*list*

# Statistics and Data Science: A Modeling Approach

## 7.3 Generating Predictions From the Model

### Predicting Future Observations

Now that you have fit the **Sex** model, you can use your estimates to make predictions about future observations. Doing this requires you to use your model as a function. Think of a function like a machine: you put something in, you get something out. In this case, you will put in a value (e.g., “female”) for your explanatory variable (**Sex**), and get out a predicted thumb length.

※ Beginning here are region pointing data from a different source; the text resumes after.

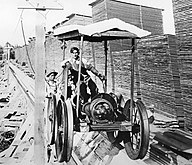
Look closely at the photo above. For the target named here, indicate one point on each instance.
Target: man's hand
(66, 64)
(101, 77)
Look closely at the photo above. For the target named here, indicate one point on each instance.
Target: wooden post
(39, 143)
(132, 76)
(79, 76)
(8, 47)
(105, 49)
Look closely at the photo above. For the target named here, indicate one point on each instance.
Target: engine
(101, 109)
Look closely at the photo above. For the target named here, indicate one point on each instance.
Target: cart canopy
(110, 29)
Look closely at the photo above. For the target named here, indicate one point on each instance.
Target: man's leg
(93, 88)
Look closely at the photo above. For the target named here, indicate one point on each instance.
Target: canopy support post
(133, 44)
(79, 76)
(105, 49)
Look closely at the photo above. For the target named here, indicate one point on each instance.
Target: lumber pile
(171, 147)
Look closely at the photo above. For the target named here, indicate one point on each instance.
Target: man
(73, 65)
(51, 86)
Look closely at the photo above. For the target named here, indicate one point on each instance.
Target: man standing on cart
(73, 65)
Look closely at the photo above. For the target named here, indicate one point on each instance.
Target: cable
(26, 47)
(20, 17)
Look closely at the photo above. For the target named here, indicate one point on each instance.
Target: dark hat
(52, 72)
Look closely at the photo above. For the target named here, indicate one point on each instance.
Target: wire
(26, 47)
(20, 17)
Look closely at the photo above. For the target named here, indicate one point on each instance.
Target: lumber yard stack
(171, 147)
(183, 27)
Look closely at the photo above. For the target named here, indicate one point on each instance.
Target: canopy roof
(110, 29)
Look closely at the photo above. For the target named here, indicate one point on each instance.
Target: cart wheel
(137, 142)
(50, 120)
(64, 126)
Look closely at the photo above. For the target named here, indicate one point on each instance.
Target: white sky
(10, 28)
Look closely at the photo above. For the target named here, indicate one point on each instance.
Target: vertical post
(93, 55)
(8, 63)
(79, 76)
(137, 75)
(132, 76)
(105, 49)
(39, 143)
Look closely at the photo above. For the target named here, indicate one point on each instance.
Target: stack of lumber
(158, 64)
(171, 147)
(183, 27)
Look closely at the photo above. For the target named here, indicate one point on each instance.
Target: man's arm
(96, 72)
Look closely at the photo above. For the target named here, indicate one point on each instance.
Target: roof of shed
(108, 29)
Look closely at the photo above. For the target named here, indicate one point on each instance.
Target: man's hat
(52, 72)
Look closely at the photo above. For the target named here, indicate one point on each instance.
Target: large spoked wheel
(137, 141)
(64, 126)
(50, 119)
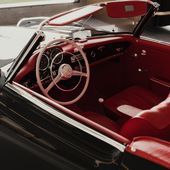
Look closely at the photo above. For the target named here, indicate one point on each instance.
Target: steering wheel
(65, 72)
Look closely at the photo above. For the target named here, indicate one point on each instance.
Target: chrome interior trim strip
(156, 81)
(69, 120)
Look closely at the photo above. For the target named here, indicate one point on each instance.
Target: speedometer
(44, 63)
(56, 52)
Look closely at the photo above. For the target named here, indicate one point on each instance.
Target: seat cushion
(130, 102)
(102, 120)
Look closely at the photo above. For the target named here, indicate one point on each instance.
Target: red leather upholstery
(154, 122)
(152, 149)
(129, 103)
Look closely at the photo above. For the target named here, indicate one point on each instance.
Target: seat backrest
(154, 122)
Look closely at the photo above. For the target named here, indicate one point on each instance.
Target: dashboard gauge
(55, 52)
(44, 63)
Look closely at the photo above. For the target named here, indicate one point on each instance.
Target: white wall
(11, 15)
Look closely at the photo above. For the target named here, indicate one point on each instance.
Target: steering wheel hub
(66, 71)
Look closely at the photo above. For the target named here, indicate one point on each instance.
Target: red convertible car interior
(117, 83)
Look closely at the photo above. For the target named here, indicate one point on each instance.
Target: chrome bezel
(47, 64)
(51, 55)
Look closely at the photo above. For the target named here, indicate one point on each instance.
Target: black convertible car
(79, 95)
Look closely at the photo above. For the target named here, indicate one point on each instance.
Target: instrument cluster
(51, 55)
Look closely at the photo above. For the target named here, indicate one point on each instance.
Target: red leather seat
(153, 122)
(129, 103)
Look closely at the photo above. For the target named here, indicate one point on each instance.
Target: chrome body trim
(69, 120)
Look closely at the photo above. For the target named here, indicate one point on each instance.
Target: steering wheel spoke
(79, 73)
(65, 72)
(55, 81)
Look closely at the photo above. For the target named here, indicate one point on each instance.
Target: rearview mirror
(82, 34)
(123, 9)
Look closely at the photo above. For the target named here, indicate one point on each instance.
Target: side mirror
(123, 9)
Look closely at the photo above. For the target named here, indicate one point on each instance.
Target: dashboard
(59, 54)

We can think about how use the **TinySex.model** as a function. Recall that our model, once fit, looked like this:

\[Y_{i}=59+6X_{i}+e_{i}\]

To turn this into a function, we remove the error term. If our goal is to model the variation, we want the error term there. But if our goal is to predict, we are going to ignore error and just do our best! We also change the \(Y_{i}\) to \(\hat{Y}_{i}\), which indicates a predicted score for person *i*. Our prediction function, then, looks like this:

\[\hat{Y}_{i}=59+6X_{i}\]

We leave out the error term because every person will have a different error term. If we knew their error, we could predict their score exactly. But since we don’t—because remember, we are predicting a new observation—all we can do is predict their score based on their sex.

This prediction function is straightforward to use. If we want to predict what the next observed thumb length will be, we can see that if the next student sampled is female, their predicted thumb length is 59. If they are male, the prediction is (59 + 6), or 65.

### Using R to Predict Future Observations

If the numbers are easy to add or subtract, it’s not that hard to do this in your head. But of course, we won’t always want to do it in our heads for more complex models.

We have a couple of new R functions that you can use make it easier to generate a prediction: `b0()`

and `b1()`

. Run the three lines of R code in the window below and see if you can figure out what these new functions do.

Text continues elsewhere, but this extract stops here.